Some phages switch between a lytic and lysogenic life cycle, while others can only reproduce through lysis. Why does this matter? Because if we want to use phages as Nature’s preventive medicine, we need to know which ones infect which bacteria and how these reproduce.

Get a virus under control before it controls you. Our Antiviral Protocol can show you how.

Is it true that phages can conquer E. coli?

One especially interesting phage is called lambda and infects Escherichia coli (E. coli).1 Some subspecies of E. coli are responsible for serious infections.

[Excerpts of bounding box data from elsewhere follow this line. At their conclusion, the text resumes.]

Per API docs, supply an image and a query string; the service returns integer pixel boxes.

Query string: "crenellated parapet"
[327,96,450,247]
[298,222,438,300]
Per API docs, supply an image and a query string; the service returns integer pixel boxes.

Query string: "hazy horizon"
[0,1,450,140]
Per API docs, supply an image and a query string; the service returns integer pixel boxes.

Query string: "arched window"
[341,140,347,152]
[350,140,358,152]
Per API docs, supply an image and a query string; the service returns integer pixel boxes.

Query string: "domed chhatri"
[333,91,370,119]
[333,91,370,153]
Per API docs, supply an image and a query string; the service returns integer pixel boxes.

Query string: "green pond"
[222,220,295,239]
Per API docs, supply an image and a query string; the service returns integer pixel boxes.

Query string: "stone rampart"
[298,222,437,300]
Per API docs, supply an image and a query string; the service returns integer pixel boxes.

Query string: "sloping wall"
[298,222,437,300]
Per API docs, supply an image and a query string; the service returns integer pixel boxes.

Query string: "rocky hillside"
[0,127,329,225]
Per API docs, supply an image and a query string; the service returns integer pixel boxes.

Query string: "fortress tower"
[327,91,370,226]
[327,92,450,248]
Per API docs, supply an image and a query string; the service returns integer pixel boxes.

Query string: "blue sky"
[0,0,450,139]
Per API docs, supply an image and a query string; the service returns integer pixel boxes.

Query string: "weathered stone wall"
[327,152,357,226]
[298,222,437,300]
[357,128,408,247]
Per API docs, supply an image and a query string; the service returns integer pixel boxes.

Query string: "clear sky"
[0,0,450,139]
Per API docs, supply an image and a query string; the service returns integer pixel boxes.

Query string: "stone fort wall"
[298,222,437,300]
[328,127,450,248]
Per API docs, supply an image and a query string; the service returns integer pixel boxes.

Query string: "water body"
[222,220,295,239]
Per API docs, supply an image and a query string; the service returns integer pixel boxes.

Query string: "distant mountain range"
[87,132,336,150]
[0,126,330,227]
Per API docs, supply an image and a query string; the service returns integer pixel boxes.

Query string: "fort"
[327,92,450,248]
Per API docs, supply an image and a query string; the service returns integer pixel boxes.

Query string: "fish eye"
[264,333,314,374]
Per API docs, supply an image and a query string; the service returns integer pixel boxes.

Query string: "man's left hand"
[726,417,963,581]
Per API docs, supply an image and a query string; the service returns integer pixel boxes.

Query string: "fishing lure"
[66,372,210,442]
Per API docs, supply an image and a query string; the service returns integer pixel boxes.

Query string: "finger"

They’re often the cause of symptoms of food poisoning, like:

  • Fatigue
  • Loss of appetite and/or nausea
  • Low-grade fever (in some cases)
  • Stomach pains and cramps
  • Vomiting
  • Watery and/or bloody diarrhea

The lambda phage can switch between lytic and lysogenic cycles, making it particularly useful in combating E. coli as it can keep up with the bacterium’s own reproduction and keep killing new bacteria.2

In some ways, we might start considering phages as preventive medicine, helping to keep bacteria like E. coli in check so that they don’t become pathogenic. As with probiotics, we may see a future where we take a phage supplement daily to provide protection in case we encounter unpleasant bacteria like E. coli. (A bottle taken on a trip to Mexico could be used as a prophylactic.)

Phage therapy might also be a great remedy if you discover that a meal you’ve recently eaten at a restaurant has been associated with an outbreak of E. coli or some other pathogenic bacteria. And for the many of us who dine on raw fruits and vegetables, yes, even raw fruits and veggies can be infected with bacteria.

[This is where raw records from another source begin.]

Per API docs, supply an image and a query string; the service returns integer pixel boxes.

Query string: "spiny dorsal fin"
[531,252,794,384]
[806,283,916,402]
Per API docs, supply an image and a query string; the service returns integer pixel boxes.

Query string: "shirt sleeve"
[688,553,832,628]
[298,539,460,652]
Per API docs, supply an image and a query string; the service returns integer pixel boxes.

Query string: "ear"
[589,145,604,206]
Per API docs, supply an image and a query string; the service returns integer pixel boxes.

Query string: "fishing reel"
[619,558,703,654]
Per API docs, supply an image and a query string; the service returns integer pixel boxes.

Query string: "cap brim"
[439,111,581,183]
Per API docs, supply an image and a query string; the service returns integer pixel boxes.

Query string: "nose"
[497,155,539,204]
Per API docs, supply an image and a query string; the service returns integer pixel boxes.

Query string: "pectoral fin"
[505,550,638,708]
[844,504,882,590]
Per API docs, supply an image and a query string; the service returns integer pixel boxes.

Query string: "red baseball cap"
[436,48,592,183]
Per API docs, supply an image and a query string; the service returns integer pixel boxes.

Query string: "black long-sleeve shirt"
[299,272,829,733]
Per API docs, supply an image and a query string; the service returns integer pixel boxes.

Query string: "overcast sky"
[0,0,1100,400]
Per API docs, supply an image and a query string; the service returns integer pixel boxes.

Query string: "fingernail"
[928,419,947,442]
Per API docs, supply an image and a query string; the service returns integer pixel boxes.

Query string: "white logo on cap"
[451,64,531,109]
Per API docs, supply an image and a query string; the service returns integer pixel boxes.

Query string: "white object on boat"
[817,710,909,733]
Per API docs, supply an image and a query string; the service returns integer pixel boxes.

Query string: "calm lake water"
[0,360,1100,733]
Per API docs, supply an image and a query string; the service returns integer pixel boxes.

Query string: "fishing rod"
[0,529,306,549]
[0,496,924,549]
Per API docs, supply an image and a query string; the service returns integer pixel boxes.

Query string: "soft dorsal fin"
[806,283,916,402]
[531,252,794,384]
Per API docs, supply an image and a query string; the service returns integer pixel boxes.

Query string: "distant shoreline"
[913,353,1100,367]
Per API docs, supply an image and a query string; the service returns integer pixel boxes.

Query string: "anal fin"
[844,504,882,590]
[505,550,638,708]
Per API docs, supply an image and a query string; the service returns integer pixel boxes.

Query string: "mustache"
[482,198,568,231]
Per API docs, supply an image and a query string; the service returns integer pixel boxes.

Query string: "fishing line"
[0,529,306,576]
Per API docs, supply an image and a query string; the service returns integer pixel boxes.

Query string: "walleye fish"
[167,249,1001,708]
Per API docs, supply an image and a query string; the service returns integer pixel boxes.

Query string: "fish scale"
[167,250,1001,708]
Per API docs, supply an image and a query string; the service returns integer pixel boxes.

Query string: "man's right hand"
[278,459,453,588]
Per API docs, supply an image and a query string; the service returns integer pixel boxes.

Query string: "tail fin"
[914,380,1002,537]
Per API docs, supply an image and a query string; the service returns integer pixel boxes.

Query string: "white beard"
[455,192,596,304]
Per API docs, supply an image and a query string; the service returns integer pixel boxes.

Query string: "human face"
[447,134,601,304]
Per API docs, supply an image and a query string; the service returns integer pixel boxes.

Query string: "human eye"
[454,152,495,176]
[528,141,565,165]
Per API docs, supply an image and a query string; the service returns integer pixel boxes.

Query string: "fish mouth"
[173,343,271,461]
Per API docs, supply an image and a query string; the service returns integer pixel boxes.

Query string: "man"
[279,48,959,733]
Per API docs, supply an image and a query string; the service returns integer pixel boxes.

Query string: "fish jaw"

What about superbugs? Phages prevail here, too.

Phages have also been seen to effectively fight and destroy bacteria that are resistant to a variety of common antibiotics.

Phage therapy has been proposed as a “traditional” remedy for modern-day superbugs, especially given that, unlike antibiotics, these phages have no known side effects or health concerns. They solely kill and selectively target bacteria.

Unfortunately, current regulations limit phage therapy, except in cases where there is deemed no alternative.3 Thankfully, research is finally filling in the gaps required by regulators as to how phages work their magic.4,5

Phages aren’t new: They’re older than antibiotics.

While many people are learning about phages for the first time, numerous scientists and physicians have known about these viruses since the early 1900s. Indeed, bacteriophages were first discovered in 1915 by William Twort. Then, in 1917, Felix d’Herelle realized that phages could kill bacteria.

Before antibiotics were discovered, bacteriophages were the go-to treatment for bacterial infections and disease. As with so many things, the promise of shiny, new antibiotics proved too tempting, and phage therapy was thrown by the wayside in most parts of the world. In a handful of countries — namely, Russia, Poland, and Georgia — phage therapy remained (and remains) in use to treat a wide range of diseases.6

Thank goodness, because while the use of phages was largely abandoned by the English-speaking world, the research has continued. Most of this research has, however, focused on phages that primarily infect E. coli. Still, we have phage research to thank for our understanding of genetic material and the three-nucleotide code for an amino acid.7

In recent years, phages have enjoyed something of a renaissance, with researchers greatly expanding the number of phages under investigation as potential therapeutic agents.

This has been helped in part by epifluorescent and electron microscopy — which have revealed the impressive presence of phages in bacteria-rich environments, as well as in the genomes of bacteria themselves.

For years, the way in which phages interact with bacteria and human hosts was poorly understood. Now, with advanced genetic sequencing more widely available, researchers have begun to figure out the lytic and lysogenic mechanisms through which phages kill bacteria.

With this newfound knowledge, we could begin to see more phages used to modulate the microbiome and restore balance (eubiosis) in cases where the beneficial microbes have been overrun by pathogenic bacteria. This would have significant impacts in health conditions connected to microbial imbalance, including immunological issues, digestive upsets, and even mental health concerns linked to the gut-brain axis.

Phages versus antibiotics: May the best medicine win.

Unlike antibiotics — which, let’s face it — are a bit of a blunt sword, phages selectively target specific bacteria and are harmless to plants and animals, including humans.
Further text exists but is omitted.